運命の赤い糸、光のように消えた
「健太、お腹の子の父親を変えたいの。この子の父親になってくれる?」
電話の向こうから聞こえてきた軽い口調は、一瞬にして真剣なものへと変わった。
「菖蒲、そんな冗談はやめてくれ。本気にしちまうぞ。
十年間、君を待ち続けてきたんだから……」
佐藤菖蒲(さとう あやめ)はこみ上げる感情を必死に抑え、固い決意を込めて言った。
「本気よ。一週間で全てを片付けて、あなたのところへ行くわ」
電話を切ると、すぐに斎藤健太(さいとう けんた)からメッセージが届いた。
【N市で一番の産後ケアセンターを予約しておいた。君と赤ちゃんが来るのを待ってる】
菖蒲は思わず笑みがこぼれ、視線は遠くの一点に注がれていた。
夫の藤原蓮司(ふじわら れんじ)は、初恋の相手である岡本渚(おかもと なぎさ)を壁際に追い詰めていた。

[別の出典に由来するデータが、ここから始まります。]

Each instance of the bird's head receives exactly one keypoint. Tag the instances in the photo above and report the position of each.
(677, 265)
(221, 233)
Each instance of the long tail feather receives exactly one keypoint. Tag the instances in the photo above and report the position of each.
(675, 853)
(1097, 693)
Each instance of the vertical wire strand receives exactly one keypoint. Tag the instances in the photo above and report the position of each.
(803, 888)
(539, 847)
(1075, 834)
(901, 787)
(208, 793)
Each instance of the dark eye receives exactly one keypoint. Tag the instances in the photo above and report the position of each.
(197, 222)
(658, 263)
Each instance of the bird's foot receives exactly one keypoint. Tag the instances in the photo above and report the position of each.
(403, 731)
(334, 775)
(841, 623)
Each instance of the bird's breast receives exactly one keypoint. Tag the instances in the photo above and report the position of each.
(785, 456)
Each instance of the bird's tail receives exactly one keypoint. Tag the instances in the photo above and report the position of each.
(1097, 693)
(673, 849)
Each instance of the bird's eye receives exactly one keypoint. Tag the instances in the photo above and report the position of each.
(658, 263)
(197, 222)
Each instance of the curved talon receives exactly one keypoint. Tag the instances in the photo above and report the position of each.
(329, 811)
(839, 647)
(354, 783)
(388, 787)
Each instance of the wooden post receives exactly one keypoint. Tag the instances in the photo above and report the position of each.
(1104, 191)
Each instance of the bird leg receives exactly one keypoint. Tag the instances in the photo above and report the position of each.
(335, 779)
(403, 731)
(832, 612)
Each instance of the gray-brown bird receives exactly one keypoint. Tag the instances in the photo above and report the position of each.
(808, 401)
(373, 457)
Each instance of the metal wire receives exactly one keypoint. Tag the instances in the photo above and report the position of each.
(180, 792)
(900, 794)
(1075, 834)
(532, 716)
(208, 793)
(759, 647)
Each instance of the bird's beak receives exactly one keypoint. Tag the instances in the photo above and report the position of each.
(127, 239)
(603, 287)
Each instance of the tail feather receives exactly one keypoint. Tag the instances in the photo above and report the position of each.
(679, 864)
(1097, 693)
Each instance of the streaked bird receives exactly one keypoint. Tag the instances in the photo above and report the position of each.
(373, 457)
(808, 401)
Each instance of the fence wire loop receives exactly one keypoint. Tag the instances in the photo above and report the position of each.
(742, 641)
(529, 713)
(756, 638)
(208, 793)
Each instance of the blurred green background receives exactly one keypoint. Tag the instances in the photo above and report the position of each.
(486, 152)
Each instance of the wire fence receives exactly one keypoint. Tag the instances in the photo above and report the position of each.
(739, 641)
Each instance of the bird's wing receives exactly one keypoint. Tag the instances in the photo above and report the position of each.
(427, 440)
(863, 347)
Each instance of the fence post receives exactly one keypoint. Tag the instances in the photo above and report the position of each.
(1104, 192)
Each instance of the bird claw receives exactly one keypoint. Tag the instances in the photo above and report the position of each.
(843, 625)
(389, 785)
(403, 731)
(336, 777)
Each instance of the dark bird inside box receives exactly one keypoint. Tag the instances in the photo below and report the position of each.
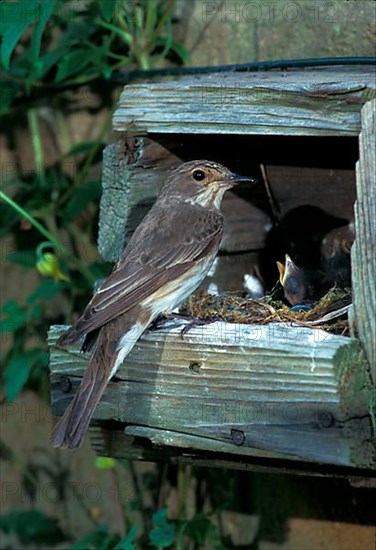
(302, 204)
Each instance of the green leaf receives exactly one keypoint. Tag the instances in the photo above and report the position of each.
(127, 542)
(73, 63)
(126, 36)
(108, 8)
(26, 258)
(81, 197)
(32, 526)
(18, 369)
(163, 534)
(45, 12)
(15, 18)
(16, 317)
(46, 290)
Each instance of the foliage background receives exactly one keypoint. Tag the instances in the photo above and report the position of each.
(58, 60)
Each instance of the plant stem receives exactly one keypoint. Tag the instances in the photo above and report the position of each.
(57, 244)
(50, 237)
(32, 117)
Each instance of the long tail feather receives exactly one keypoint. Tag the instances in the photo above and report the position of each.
(114, 342)
(69, 432)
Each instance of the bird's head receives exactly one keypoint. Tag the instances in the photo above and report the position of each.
(202, 182)
(292, 280)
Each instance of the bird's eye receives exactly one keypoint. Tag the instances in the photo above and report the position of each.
(198, 175)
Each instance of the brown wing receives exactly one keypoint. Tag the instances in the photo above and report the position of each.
(163, 248)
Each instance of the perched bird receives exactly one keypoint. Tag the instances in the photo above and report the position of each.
(166, 259)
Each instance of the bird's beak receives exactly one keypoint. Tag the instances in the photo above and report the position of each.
(237, 179)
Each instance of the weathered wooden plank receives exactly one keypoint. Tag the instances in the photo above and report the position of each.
(317, 102)
(115, 443)
(248, 390)
(363, 255)
(134, 170)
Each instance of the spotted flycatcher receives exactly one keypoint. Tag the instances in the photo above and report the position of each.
(166, 259)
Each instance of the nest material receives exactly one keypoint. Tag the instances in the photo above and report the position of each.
(330, 313)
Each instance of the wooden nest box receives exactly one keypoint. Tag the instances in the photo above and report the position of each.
(275, 396)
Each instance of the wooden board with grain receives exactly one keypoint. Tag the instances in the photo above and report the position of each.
(271, 391)
(364, 250)
(312, 102)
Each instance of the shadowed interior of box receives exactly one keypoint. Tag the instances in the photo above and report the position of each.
(311, 180)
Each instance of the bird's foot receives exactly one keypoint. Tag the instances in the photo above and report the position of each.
(166, 318)
(198, 322)
(193, 322)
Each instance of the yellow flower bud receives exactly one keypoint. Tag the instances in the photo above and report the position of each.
(48, 265)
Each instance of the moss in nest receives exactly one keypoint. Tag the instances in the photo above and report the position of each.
(237, 308)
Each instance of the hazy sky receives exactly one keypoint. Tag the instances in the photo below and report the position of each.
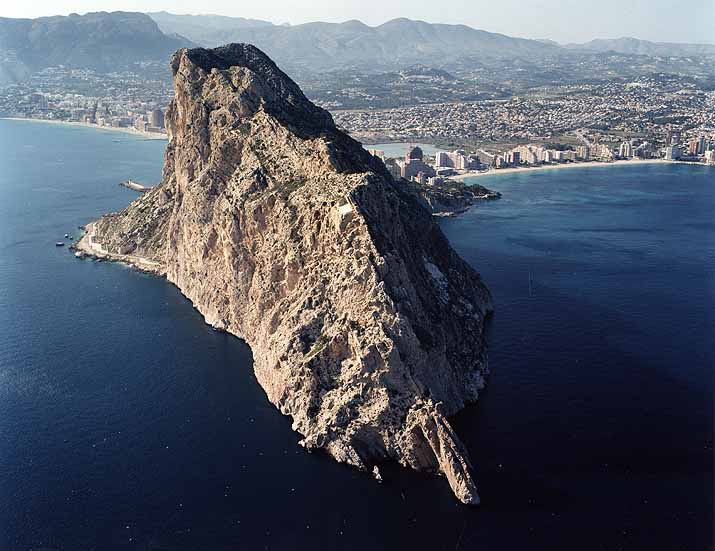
(560, 20)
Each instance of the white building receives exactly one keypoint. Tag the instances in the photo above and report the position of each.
(625, 151)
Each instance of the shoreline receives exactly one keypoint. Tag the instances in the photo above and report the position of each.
(587, 164)
(125, 130)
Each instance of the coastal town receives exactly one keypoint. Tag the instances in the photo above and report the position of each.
(122, 100)
(649, 117)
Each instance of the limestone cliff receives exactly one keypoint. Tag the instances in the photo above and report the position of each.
(365, 326)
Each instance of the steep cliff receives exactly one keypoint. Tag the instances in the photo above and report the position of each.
(365, 326)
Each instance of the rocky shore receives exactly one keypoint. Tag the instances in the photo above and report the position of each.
(366, 327)
(452, 197)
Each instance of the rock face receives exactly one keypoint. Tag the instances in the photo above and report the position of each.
(365, 326)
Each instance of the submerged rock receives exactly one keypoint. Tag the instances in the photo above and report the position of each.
(365, 326)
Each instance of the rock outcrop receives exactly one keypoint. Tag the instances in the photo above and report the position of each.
(365, 326)
(450, 197)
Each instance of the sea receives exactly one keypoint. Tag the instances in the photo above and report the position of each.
(128, 423)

「金が欲しいんだろ?俺のそばにいて罪を償え。毎月2000万円やる。それで十分だろ?」
冷酷な言葉を吐きながらも、蓮司が渚にキスをする表情は、苦悩と愛情に満ちていた。
菖蒲は手に持った妊娠検査の結果を握りしめ、指の跡が白く残った。
その瞬間、彼女の心は完全に冷え切った。
蓮司が金で初恋の相手を繋ぎ止めようとするのなら……
一週間後、自分は藤原家の子供を身籠ったまま、十年間待ち続けてくれた男と結婚する。